El Sáhara Occidental es un territorio rico en recursos naturales. Fosfatos, uno de los bancos pesqueros más importantes del Atlántico, arena y unas condiciones excepcionales para la producción de energía eólica y solar han convertido esa riqueza en una de las dimensiones económicas fundamentales de la ocupación. En NOTEOLVIDES lo hemos seguido durante años y el pasado junio recordábamos que el expolio de los recursos naturales saharauis no constituye una cuestión secundaria: detrás de cada barco, cada tonelada de fosfato o cada nuevo proyecto energético permanece la misma pregunta sobre el consentimiento del pueblo del territorio.
Pero existe otra pregunta que ha recibido bastante menos atención: ¿qué queda en el Sáhara Occidental después de extraer esa riqueza? El Observatorio Saharaui de Vigilancia de los Recursos Naturales y Protección del Medio Ambiente (SONREP) presentará el próximo sábado el informe La Huella del Saqueo: El Costo medioambiental del Saqueo de Recursos Naturales en el Sáhara Occidental. El propio título introduce una perspectiva importante: medir el expolio no solamente por el valor económico de lo que sale del territorio, sino también por las consecuencias ambientales que permanecen en él.
El problema afecta a actividades muy diferentes. La explotación de los fosfatos de Bou Craa, la presión sobre los recursos pesqueros, la extracción de arena o el desarrollo de nuevas infraestructuras transforman el territorio y consumen recursos. A ellos se suma una nueva generación de proyectos vinculados a las energías renovables, el hidrógeno y el amoníaco verde, la desalación y las grandes infraestructuras necesarias para producirlos y exportarlos. SONREP lleva tiempo advirtiendo de que presentar estas inversiones únicamente bajo la etiqueta de la transición energética puede ocultar una cuestión anterior: quién ha decidido que esos recursos pueden explotarse y quién asumirá sus consecuencias ambientales.
Ahí aparece una paradoja especialmente significativa. Una actividad puede ser «verde» por la energía que produce y, al mismo tiempo, plantear problemas políticos, jurídicos y ambientales por el lugar y las condiciones en las que se desarrolla. Un parque eólico no resuelve por sí mismo la cuestión del consentimiento de la población del territorio. Tampoco lo hace una planta de hidrógeno verde. La transición energética no convierte automáticamente en sostenible cualquier proyecto ni elimina la necesidad de determinar quién tiene derecho a decidir sobre los recursos utilizados.
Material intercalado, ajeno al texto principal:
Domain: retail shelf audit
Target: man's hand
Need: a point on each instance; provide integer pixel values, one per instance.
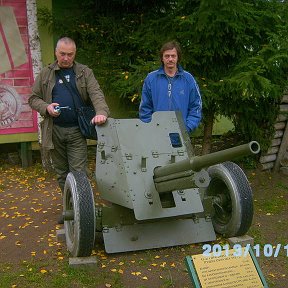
(50, 109)
(99, 119)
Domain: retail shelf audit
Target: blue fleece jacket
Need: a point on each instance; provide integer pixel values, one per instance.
(163, 93)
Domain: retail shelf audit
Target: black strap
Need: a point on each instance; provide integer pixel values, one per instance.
(71, 89)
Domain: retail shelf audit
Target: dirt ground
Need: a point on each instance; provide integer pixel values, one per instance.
(30, 204)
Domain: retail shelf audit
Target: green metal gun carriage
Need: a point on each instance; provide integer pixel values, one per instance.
(159, 193)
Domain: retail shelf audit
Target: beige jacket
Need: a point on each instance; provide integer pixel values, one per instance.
(41, 97)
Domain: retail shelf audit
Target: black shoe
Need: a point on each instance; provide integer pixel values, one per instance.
(61, 220)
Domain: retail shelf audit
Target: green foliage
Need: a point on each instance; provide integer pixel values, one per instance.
(236, 51)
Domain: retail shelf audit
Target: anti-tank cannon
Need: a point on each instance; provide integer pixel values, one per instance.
(159, 193)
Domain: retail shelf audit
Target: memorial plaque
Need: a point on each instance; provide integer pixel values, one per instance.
(228, 270)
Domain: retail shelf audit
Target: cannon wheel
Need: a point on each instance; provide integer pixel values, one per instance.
(232, 199)
(78, 198)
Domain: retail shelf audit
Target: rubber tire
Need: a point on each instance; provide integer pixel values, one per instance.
(80, 232)
(237, 218)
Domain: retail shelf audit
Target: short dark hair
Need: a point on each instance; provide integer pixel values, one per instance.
(169, 46)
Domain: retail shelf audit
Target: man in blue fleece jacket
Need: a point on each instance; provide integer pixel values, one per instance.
(171, 88)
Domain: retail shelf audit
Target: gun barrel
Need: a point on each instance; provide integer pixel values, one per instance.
(199, 162)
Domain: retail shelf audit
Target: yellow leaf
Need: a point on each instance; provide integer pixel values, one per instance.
(163, 264)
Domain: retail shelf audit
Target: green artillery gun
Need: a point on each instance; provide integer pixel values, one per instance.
(158, 193)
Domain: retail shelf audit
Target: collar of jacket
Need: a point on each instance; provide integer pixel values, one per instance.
(77, 67)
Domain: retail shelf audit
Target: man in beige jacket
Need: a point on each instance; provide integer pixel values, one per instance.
(60, 131)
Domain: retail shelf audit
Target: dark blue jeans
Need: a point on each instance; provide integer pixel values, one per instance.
(69, 153)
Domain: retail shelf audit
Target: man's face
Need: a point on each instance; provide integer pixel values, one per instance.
(170, 58)
(65, 54)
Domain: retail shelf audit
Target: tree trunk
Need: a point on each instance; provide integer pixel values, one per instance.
(207, 138)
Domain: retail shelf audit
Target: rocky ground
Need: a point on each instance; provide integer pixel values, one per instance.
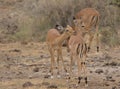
(26, 66)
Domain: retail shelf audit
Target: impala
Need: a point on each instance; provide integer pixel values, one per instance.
(78, 50)
(88, 21)
(54, 41)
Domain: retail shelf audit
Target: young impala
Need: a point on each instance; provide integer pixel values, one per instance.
(54, 41)
(88, 20)
(78, 50)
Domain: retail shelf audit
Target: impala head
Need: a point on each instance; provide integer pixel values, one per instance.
(59, 28)
(79, 24)
(69, 30)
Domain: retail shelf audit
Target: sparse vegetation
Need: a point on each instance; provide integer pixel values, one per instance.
(29, 20)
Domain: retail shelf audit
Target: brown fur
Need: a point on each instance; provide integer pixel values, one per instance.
(54, 41)
(88, 21)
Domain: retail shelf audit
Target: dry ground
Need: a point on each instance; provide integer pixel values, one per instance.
(26, 66)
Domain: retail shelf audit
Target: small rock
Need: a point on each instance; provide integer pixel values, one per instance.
(45, 83)
(52, 87)
(36, 69)
(108, 77)
(114, 87)
(27, 84)
(47, 76)
(99, 71)
(107, 84)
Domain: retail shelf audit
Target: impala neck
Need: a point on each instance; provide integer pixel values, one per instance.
(61, 39)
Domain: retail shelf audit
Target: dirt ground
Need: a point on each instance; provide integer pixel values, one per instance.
(26, 66)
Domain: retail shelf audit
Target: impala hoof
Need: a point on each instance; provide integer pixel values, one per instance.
(52, 77)
(86, 85)
(58, 76)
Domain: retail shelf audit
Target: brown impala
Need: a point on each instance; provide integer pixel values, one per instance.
(88, 21)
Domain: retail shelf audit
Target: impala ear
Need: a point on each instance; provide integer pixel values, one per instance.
(75, 21)
(68, 26)
(74, 18)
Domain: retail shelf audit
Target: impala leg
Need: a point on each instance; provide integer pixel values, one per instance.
(90, 41)
(60, 52)
(52, 60)
(97, 39)
(79, 70)
(71, 64)
(84, 70)
(58, 59)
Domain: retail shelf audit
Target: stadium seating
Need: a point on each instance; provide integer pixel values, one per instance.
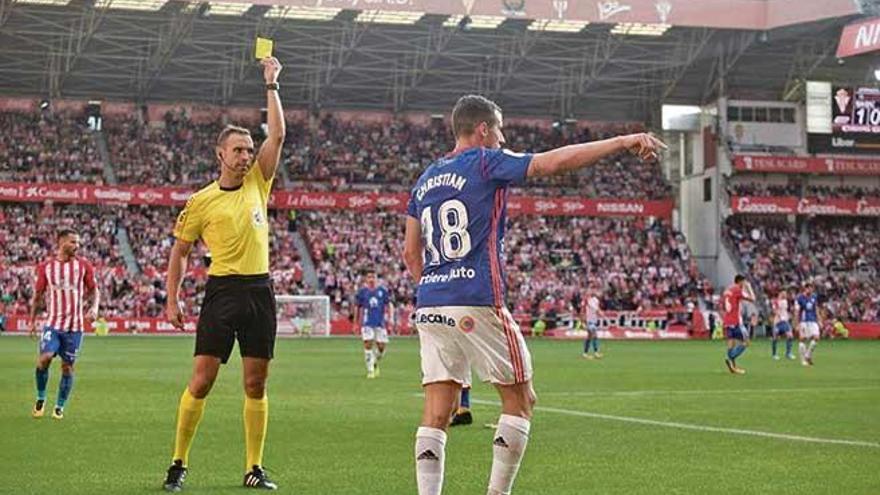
(550, 260)
(44, 147)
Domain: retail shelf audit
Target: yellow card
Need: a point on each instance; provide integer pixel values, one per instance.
(263, 48)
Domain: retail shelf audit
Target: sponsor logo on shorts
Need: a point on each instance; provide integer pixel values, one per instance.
(466, 324)
(436, 318)
(427, 455)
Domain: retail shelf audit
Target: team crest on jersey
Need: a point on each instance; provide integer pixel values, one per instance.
(467, 324)
(257, 217)
(512, 153)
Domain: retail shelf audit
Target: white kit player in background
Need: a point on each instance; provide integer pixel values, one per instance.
(592, 310)
(374, 314)
(782, 324)
(454, 250)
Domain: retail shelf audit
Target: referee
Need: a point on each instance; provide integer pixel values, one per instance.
(230, 216)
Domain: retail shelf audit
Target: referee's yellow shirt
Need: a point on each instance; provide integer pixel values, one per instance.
(232, 223)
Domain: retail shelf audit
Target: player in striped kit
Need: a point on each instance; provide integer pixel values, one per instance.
(62, 281)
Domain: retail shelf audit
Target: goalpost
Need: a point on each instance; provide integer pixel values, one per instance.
(303, 316)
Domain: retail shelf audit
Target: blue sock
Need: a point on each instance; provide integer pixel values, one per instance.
(64, 389)
(42, 381)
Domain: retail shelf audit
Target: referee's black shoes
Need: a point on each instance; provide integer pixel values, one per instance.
(257, 478)
(176, 476)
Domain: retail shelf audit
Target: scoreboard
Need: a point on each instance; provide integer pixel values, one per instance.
(856, 110)
(843, 119)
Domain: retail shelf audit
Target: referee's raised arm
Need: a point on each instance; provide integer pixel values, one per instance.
(270, 151)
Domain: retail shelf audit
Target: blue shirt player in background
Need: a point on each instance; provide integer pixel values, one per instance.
(373, 314)
(454, 250)
(807, 305)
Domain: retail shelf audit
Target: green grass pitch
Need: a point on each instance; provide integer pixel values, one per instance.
(332, 431)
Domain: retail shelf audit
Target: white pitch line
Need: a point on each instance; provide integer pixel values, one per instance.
(687, 426)
(627, 393)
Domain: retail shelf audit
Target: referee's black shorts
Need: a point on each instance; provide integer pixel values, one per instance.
(237, 306)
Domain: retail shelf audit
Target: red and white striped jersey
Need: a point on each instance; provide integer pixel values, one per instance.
(64, 283)
(591, 308)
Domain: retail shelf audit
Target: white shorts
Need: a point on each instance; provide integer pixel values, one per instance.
(455, 338)
(379, 334)
(809, 329)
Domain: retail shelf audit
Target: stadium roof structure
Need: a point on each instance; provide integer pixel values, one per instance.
(349, 54)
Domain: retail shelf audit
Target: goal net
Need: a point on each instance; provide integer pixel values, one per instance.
(303, 316)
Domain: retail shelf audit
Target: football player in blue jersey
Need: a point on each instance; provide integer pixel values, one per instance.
(373, 316)
(454, 250)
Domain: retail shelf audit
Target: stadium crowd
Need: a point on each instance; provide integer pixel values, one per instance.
(327, 154)
(47, 147)
(550, 261)
(27, 237)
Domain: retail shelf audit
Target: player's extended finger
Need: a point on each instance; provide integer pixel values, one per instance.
(657, 142)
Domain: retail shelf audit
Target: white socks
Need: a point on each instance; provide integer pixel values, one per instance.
(370, 358)
(430, 457)
(509, 445)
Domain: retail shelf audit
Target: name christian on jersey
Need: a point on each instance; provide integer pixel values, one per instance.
(449, 179)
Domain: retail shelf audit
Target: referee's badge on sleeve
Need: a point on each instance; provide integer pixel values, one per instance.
(258, 217)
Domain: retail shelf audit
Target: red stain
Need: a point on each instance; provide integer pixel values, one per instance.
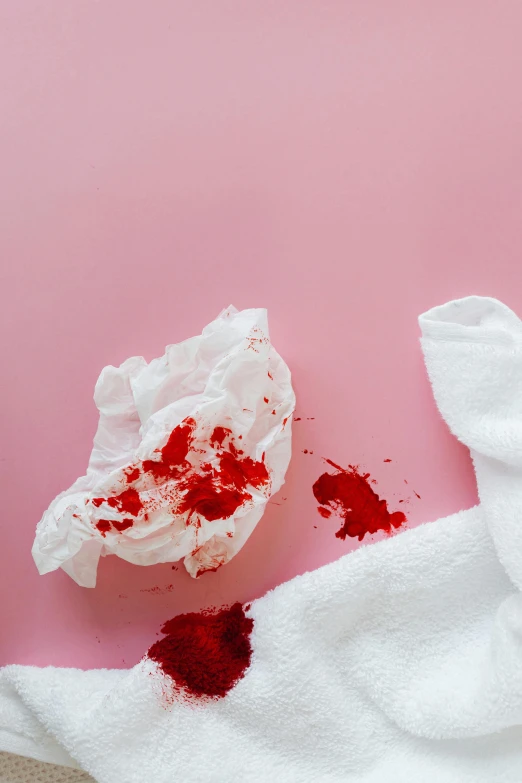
(133, 475)
(213, 490)
(128, 502)
(103, 526)
(174, 452)
(350, 494)
(218, 436)
(123, 524)
(205, 653)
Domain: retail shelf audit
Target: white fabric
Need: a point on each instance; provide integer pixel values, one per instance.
(400, 662)
(20, 769)
(230, 374)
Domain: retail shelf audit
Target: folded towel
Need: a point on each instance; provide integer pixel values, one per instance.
(399, 662)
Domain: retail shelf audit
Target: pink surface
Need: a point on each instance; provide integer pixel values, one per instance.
(346, 165)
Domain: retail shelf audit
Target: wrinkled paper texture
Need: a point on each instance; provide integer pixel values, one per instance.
(229, 378)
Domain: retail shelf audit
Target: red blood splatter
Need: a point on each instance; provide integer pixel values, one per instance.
(218, 436)
(128, 502)
(218, 494)
(212, 490)
(350, 494)
(174, 452)
(205, 653)
(103, 526)
(123, 524)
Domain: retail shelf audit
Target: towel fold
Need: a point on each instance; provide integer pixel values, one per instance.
(399, 662)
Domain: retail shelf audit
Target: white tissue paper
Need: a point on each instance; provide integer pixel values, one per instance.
(188, 451)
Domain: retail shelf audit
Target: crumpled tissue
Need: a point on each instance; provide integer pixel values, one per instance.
(188, 451)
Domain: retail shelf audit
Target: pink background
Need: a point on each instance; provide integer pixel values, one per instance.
(345, 164)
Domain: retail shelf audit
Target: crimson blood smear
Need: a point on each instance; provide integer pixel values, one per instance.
(129, 502)
(103, 526)
(205, 653)
(214, 491)
(350, 494)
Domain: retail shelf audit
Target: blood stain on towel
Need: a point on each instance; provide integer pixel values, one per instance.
(349, 493)
(205, 653)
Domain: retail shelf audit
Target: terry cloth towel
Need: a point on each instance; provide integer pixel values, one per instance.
(399, 662)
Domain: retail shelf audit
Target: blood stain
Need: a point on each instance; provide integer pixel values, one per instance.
(218, 436)
(351, 496)
(133, 475)
(123, 524)
(205, 653)
(103, 526)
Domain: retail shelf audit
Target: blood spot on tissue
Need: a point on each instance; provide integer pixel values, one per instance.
(128, 502)
(174, 452)
(205, 654)
(194, 488)
(218, 436)
(351, 496)
(217, 494)
(123, 524)
(133, 475)
(103, 526)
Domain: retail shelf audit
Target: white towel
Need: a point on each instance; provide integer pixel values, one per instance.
(400, 662)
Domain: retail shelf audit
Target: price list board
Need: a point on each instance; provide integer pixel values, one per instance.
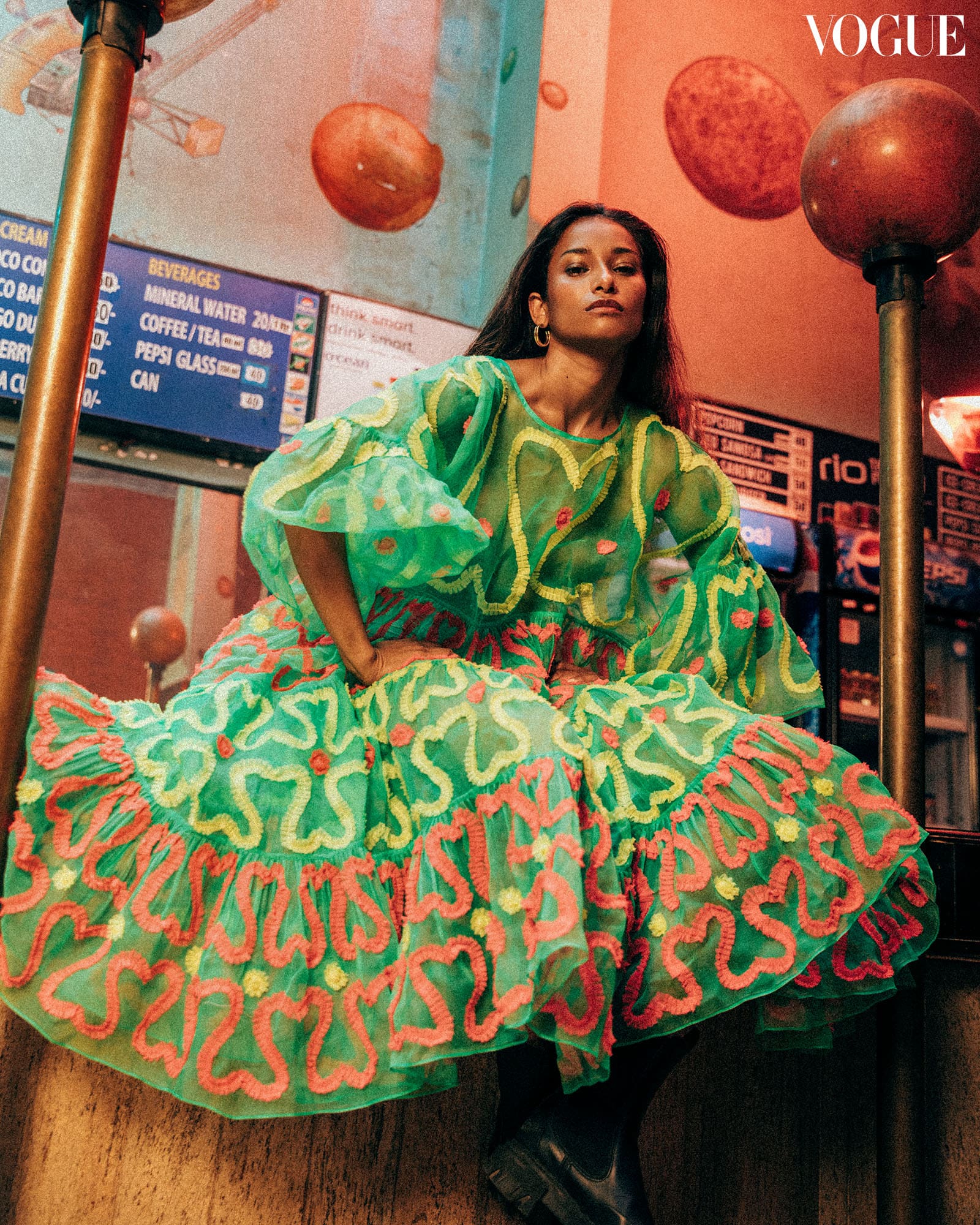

La cuestión adquiere todavía más importancia cuando se observa a largo plazo. Los beneficios económicos de la explotación pueden salir del Sáhara Occidental, mientras determinadas consecuencias —agotamiento de recursos, transformación del litoral, presión sobre ecosistemas, consumo de agua o alteración del paisaje— permanecen sobre el terreno. Son efectos que puede acabar heredando precisamente el pueblo saharaui, que continúa sin haber podido ejercer plenamente su derecho a decidir el futuro del territorio y de sus recursos.
Por eso hablar de justicia ambiental en el Sáhara Occidental obliga a ir más allá de contabilizar toneladas, megavatios o millones de dólares. Significa preguntarse quién decide, quién obtiene los beneficios, quién soporta los costes y qué territorio quedará para las generaciones futuras. SONREP y AREN llevan años documentando diferentes dimensiones de esa realidad desde ámbitos distintos, convirtiendo la vigilancia de los recursos en otra forma de defensa de los derechos del pueblo saharaui.
El informe que SONREP presentará el sábado permitirá comprobar hasta dónde puede documentarse esa huella y qué datos nuevos aporta. Entonces habrá que leerlo con detenimiento. Pero la pregunta que plantea merece formularse ya: si el Sáhara Occidental continúa pendiente de descolonización, ¿quién tiene derecho a decidir no solamente sobre la riqueza que se extrae hoy, sino sobre el territorio que quedará mañana?
Fuentes: hemeroteca de NO TE OLVIDES DEL SÁHARA OCCIDENTAL.